For sixteen hours we drove through rain, sleep, David Sedaris cds, and several states, arriving in Lafayette, Louisiana at 4 AM.

Everyone was asleep, so we spent several cracked-out minutes just kind of standing on the porch, knocking--someone actually opened the door to us, and then in his sleep-haze just went back inside and left us standing on the porch some more. We didn't care, we had nothing better to do.
Finally our gracious host emerged and we sat on the porch (instead of going to sleep?!) and a neighbor came by to talk about a neighborhood dog...then she drove off to get doughnuts & coffee & king cake for her yard sale, inviting us all to drop by later.
Her yard sale was starting at 5 am.

Yesssssssssssssssss the South.

Fast forward past the thunderstorms, learning how to two-step to live fiddle & accordion in the front yard mud-puddles, a tiny neighborhood parade with juggling & masks and a weird rolling cart.
Past camping out right next to a lake, and eating poboys seemingly for 3 meals a day (Poboys are a sandwich y'all, the concept is: pork or deep-fried seafood, white bread, lettuce & mayo optional). Even past the early-morning hog-butchering that I stumbled upon--actually, no. Not past that yet. It steamed. A little boy wandered around holding the eyes, and he didn't put them down the whole time I watched. When I walked up to the small crowd, the first thing I saw wasn't the carcass, it was the back of the head of a seated man. He was bald, and his baldness was tattooed with a Green Man peering out of the twirly leaves.
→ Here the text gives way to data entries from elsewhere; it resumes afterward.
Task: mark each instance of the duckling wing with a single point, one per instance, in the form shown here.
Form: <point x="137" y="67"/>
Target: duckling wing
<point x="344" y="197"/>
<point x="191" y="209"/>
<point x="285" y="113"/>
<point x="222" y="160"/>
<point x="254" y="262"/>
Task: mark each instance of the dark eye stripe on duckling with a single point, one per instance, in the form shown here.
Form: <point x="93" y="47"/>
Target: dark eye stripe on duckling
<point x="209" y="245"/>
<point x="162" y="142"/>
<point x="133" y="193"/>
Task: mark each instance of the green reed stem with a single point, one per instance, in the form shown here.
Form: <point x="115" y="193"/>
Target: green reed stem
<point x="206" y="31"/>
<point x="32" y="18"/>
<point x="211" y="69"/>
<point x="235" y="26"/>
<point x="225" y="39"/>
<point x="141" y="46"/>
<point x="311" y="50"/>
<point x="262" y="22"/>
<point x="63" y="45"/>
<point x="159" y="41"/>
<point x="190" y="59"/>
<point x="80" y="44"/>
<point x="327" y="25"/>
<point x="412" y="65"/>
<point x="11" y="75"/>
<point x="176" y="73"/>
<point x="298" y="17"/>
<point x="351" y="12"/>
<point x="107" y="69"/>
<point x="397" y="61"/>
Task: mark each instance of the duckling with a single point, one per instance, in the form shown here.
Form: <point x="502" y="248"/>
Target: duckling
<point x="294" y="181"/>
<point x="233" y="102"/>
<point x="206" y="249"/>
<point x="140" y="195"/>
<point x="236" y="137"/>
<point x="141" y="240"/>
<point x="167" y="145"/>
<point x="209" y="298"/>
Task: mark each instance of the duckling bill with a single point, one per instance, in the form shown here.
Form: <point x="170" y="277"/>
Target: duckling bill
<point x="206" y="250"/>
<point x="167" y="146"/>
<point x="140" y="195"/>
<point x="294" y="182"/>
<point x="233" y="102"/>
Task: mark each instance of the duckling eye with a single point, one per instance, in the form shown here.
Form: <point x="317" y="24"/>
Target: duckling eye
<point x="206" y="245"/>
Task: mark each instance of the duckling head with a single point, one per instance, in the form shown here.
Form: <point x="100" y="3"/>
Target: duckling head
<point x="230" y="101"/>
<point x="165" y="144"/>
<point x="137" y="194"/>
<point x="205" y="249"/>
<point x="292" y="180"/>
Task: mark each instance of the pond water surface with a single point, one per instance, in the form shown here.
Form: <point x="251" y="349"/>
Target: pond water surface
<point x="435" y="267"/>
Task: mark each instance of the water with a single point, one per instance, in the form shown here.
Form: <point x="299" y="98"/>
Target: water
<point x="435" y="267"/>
We went to a Lafayette bar/venue/dance hall/hostel, a tiny (maybe it only seemed tiny because it was so crowded) place where we always returned. It was called the Blue Moon. And that's when the dancing really started.

And then we didn't stop dancing for four days. I danced with more random men in one week than I have in my whole life put together.

We went to one of the best parties I have EVER attended in my life. Here are the things it included, and maybe that will help me try to replicate it:
-a whole pig
-a deep-fryer
-a really, really big carport (Carports are jamming's best friend)
-Ginny Hawker
-Tracy Schwartz
-A tiny drum set with, like, a washboard attached?
-A screened-in Gazebo with benches all around the sides
-home-made pralines
-duh, music
-a visit from a bus-load of children in home-made costumes and masks and conical hats, screaming, asking for money, and performing circle-dances for us, and chasing a chicken around the yard
-what could top that? what more could you want? food made of vegetables? Bah!

Screw it, why don't we just make this part 1 and get going with it some more soon?